This occurs at any point where a names file should be included in the analysis (all steps that ask for the name file).
The duplicate values that are included in the groups file occurs each time the group file is created.
Here an instance where I get the message that names files is a problem, but the analysis “seems” to work:
mothur > unique.seqs(fasta=allsffRPtrmd.trim.fasta, name=allsffRPtrmd.trim.names)

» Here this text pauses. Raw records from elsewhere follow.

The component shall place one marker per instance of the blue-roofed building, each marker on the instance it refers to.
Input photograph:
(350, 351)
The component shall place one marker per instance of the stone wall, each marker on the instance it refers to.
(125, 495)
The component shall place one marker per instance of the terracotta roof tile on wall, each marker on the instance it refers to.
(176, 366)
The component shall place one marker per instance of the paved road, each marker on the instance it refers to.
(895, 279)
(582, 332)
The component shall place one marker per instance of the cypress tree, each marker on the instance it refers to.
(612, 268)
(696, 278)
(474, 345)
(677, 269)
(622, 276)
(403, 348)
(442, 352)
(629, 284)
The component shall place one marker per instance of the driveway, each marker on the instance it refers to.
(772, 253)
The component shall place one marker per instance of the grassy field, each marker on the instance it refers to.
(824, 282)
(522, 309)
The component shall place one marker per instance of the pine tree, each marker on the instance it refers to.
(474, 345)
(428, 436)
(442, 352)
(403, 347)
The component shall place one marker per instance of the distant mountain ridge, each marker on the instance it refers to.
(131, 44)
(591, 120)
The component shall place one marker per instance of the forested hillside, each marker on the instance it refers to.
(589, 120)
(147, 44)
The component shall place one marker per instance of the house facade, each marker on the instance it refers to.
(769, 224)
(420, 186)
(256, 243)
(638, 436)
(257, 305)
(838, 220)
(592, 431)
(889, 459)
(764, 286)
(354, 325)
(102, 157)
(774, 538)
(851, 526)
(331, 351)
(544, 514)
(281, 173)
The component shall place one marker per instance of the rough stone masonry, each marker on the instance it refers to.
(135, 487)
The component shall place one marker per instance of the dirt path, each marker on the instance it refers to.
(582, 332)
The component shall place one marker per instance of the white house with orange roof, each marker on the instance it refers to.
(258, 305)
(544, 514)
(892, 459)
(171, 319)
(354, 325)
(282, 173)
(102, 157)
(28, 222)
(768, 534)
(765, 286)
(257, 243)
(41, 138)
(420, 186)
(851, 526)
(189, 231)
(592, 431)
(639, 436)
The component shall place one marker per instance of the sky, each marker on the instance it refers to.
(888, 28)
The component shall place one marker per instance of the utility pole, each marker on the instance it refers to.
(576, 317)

Unable to open C:\mothur\in\allsffRPtrmd.trim.fasta. Trying output directory C:\mothur\out\allsffRPtrmd.trim.fasta
Unable to open C:\mothur\in\allsffRPtrmd.trim.names. Trying output directory C:\mothur\out\allsffRPtrmd.trim.names
[ERROR]: 07HYPI40V02DIQLX is in your fasta file, and not in your namefile, please correct.
[ERROR]: 07HYPI40V02EM9O0 is in your fasta file, and not in your namefile, please correct.
. . . .
[ERROR]: 39ICYDE7004IHIUI is in your fasta file, and not in your namefile, please correct.

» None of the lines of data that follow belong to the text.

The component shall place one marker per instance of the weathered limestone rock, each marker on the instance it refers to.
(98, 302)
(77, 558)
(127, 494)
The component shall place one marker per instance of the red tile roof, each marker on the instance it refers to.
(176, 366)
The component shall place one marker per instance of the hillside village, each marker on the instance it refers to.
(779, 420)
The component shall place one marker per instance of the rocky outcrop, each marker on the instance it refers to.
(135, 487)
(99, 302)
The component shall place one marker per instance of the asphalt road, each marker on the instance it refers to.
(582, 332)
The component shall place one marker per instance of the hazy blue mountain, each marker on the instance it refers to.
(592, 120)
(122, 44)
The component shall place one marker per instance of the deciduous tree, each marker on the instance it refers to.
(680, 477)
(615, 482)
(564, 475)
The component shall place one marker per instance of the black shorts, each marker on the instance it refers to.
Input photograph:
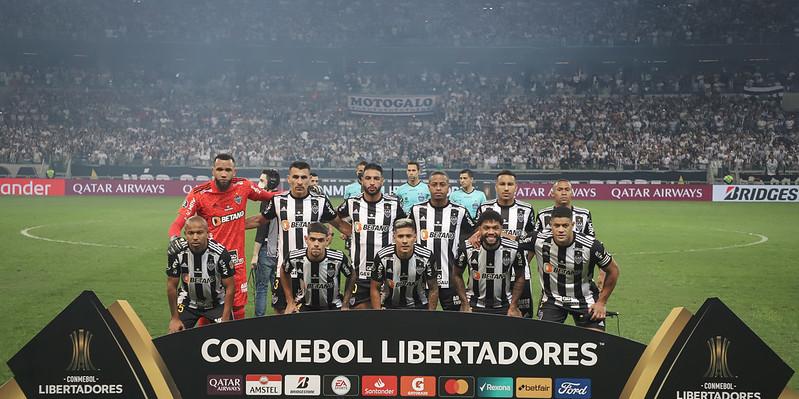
(526, 299)
(548, 311)
(449, 299)
(500, 311)
(361, 293)
(278, 297)
(190, 316)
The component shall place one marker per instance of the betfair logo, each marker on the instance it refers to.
(81, 351)
(719, 367)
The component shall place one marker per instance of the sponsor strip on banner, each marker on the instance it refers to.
(129, 187)
(755, 193)
(32, 187)
(391, 105)
(634, 192)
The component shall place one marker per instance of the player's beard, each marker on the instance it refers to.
(222, 186)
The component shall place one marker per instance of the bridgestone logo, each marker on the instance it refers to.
(735, 193)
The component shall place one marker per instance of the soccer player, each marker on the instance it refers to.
(442, 227)
(518, 220)
(490, 266)
(403, 268)
(566, 261)
(204, 272)
(414, 191)
(562, 194)
(468, 196)
(264, 254)
(295, 210)
(222, 202)
(354, 189)
(372, 214)
(318, 269)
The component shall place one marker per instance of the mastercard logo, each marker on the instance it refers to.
(456, 387)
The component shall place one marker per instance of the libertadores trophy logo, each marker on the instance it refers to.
(718, 367)
(81, 351)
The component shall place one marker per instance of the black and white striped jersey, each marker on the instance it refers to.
(404, 280)
(294, 216)
(319, 281)
(580, 216)
(442, 230)
(566, 273)
(201, 275)
(490, 272)
(372, 224)
(517, 219)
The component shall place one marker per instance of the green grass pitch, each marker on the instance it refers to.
(671, 254)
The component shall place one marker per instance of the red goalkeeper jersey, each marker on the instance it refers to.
(224, 212)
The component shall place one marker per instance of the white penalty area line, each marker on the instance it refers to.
(760, 240)
(27, 233)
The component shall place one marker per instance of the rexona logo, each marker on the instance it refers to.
(224, 385)
(495, 387)
(456, 387)
(417, 386)
(533, 387)
(379, 385)
(302, 385)
(572, 388)
(340, 385)
(264, 385)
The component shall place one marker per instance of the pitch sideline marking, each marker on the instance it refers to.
(761, 239)
(27, 233)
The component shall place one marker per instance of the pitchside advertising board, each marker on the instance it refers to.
(88, 351)
(755, 193)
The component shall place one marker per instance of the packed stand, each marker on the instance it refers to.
(345, 23)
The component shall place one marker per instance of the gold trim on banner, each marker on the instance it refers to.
(11, 390)
(143, 347)
(655, 354)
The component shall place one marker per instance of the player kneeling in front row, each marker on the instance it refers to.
(492, 267)
(204, 272)
(566, 263)
(318, 270)
(402, 269)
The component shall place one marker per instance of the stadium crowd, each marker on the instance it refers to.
(537, 122)
(343, 23)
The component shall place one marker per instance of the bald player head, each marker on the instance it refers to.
(196, 232)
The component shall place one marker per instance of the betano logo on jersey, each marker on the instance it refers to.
(487, 276)
(437, 235)
(218, 220)
(560, 269)
(359, 227)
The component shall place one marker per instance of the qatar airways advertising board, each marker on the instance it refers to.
(635, 192)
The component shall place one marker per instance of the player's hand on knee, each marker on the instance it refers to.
(597, 311)
(175, 326)
(177, 245)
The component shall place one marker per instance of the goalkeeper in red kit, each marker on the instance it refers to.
(222, 202)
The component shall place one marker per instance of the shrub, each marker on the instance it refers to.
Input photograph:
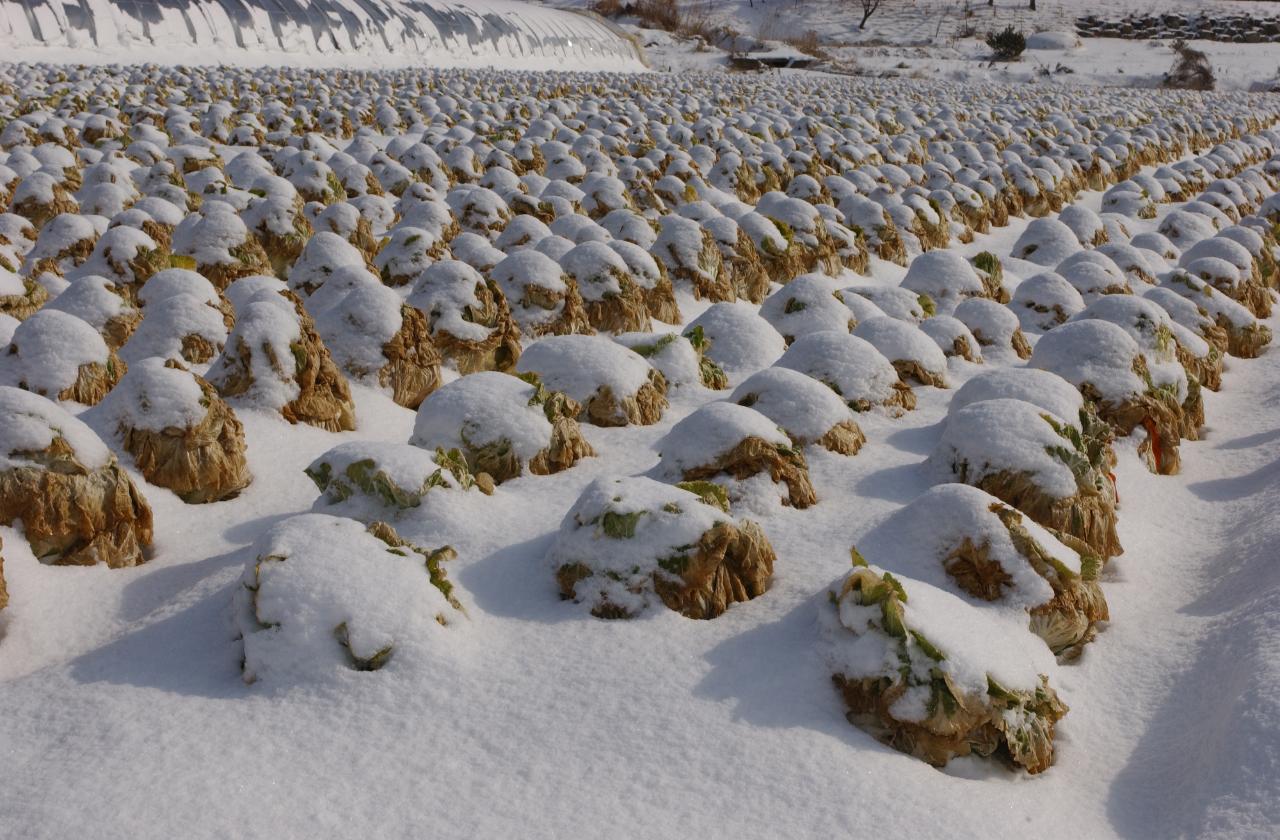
(1191, 71)
(659, 14)
(1006, 45)
(608, 8)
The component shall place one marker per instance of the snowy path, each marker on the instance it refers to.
(583, 724)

[ERROR]: 39ICYDE7004IR2IM is in your fasta file, and not in your namefile, please correct.
33139 24151
Output File Names:
C:\mothur\out\allsffRPtrmd.trim.unique.names
C:\mothur\out\allsffRPtrmd.trim.unique.fasta
But the resulting file is problematic.
mothur > summary.seqs(name=current)
Using C:\mothur\out\allsffRPtrmd.trim.unique.names as input file for the name parameter.
Using C:\mothur\out\allsffRPtrmd.trim.unique.fasta as input file for the fasta parameter.
Using 1 processors.
[ERROR]: ‘07HYPI40V02DIQLX’ is not in your name or count file, please correct.
Note: But it is there . . . this causes the summary.seqs to stop processing the file.
[b]Another attempt[/b]:
Output File Names:
C:\mothur\out\allsffRPtrmd.trim.fasta
C:\mothur\out\allsffRPtrmd.scrap.fasta
C:\mothur\out\allsffRPtrmd.trim.qual
C:\mothur\out\allsffRPtrmd.scrap.qual
C:\mothur\out\allsffRPtrmd.trim.names
C:\mothur\out\allsffRPtrmd.scrap.names
C:\mothur\out\allsffRPtrmd.groups
mothur > summary.seqs(fasta=allsffRPtrmd.trim.fasta, name=allsffRPtrmd.trim.names)
Unable to open C:\mothur\in\allsffRPtrmd.trim.fasta. Trying output directory C:\mothur\out\allsffRPtrmd.trim.fasta
Unable to open C:\mothur\in\allsffRptrmd.trim.names. Trying output directory C:\mothur\out\allsffRptrmd.trim.names
Using 1 processors.
[ERROR]: '07HYPI40V02DIQLX' is not in your name or count file, please correct.
But again, here is an instance where it seems to work
mothur > summary.seqs(name=current)
Using C:\mothur\out\allsffRPtrmd.trim.unique.pick.good.filter.names as input file for the name parameter.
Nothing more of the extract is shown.